In six days, I wrote at least as many poems, poems that completed my first manuscript. I met writers whose careers I have followed these past ten years. Most importantly, I discovered that getting away to write is essential and (despite the fact that my 3 year old broke her arm mid-week and I wasn’t there when she had it set without morphine), should be guilt-free.
Despite knowing this, when I headed to Bread Loaf three years later, it was for what I thought would be an agonizing eleven day stretch away from my family. This time, I left behind a box of surprises for my girls: one card and one gift for every day I was gone. I tried to leave them something that might amuse them for a few hours: jump ropes, press-on tattoos, a jigsaw puzzle, a few dollars for ice cream. And then I left, teary, forgetting my Provincetown lessons.
In Vermont, I was introduced to writers are various stages of their careers. I spoke with agents, editors, writers whose books I had devoured. I reveled in Scott Russell Sanders’ nonfiction workshop and hurried off to readings several times a day. I danced my fool head off. At the end of every event, I returned to my tiny, shared room at Brandy Brook, and collapsed beside Sarah, Brenda, and Rebecca to share the details of our days. Nights, when I called my children, their voices reminded me of the world I wanted to return to, though it was clear that I did not need to hurry back.
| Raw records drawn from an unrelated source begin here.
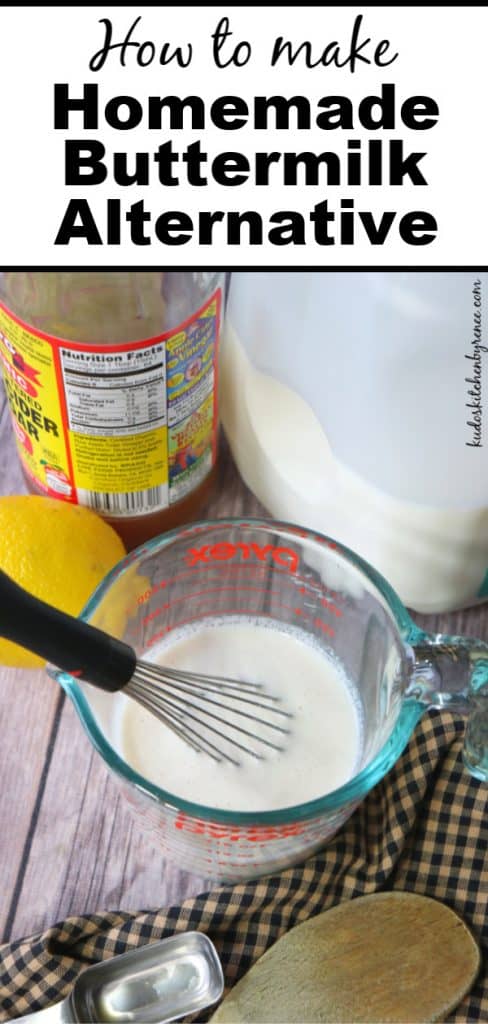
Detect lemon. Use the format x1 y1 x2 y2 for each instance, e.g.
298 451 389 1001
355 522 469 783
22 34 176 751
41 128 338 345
0 496 126 668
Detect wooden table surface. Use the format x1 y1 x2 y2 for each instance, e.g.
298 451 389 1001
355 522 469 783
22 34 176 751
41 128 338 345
1 384 488 946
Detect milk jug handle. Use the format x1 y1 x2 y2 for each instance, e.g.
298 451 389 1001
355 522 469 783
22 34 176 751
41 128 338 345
406 633 488 782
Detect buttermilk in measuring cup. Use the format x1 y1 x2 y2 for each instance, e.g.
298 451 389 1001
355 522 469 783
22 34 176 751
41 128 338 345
120 619 363 812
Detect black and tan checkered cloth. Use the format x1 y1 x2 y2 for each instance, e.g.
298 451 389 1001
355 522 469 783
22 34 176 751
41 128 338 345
0 712 486 1022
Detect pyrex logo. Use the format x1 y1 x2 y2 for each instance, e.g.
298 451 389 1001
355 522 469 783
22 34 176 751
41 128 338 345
185 541 299 573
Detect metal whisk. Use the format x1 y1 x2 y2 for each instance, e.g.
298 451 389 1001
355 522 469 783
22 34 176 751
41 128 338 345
0 569 292 766
126 663 291 765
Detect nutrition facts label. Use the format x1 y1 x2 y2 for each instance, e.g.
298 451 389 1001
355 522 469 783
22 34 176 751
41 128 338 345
0 289 221 516
59 343 167 437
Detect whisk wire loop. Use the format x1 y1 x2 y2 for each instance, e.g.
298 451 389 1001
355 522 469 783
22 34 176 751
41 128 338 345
126 659 293 765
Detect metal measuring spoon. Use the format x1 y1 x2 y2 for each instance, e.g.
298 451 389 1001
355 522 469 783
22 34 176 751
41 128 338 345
17 932 224 1023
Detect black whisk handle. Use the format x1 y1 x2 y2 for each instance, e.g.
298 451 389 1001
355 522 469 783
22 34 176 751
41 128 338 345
0 569 136 691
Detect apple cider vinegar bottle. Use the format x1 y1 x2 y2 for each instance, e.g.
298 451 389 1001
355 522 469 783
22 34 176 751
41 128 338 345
0 271 224 548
They were fine and I? I was being a writer.
Last weekend, I sat with a view of Lake Cayuga. On the loveseat to my left, Sarah worked on the fourth draft of her latest novel. Beside me on the couch, Rebecca drafted a poem in the notebook she bought exclusively for our yearly retreats. On the floor in front of us, Brenda cobbled together notes for a teaching grant. We would break for lunch, return to our separate spheres for a couple hours, then regroup for cocktails, dinner, sharing the day’s successes and difficulties.
In a documentary on her work and her life, Anne Lamott reminds an audience that no one cares if you get to work or not. So, if you want to write, write. She’s right, of course, but sitting alone with that kind of truth can paralyze us. Instead, we can head off to a conference like Bread Loaf or AWP and feel overwhelmed by everyone else who’s writing, trying to do what we want to do.
But once a year, my writing friends and I gather to work side by side. In this context, the conviction that abandons us sometimes when we are alone with our tasks or alone in a mass of strangers, returns. This is the only kind of camaraderie that will sustain us through those long, cold, lonely times when we are alone with certain truths about the writing life.
What about you? What stops you from squirreling away this time for yourself? Or, how do you getaway to write?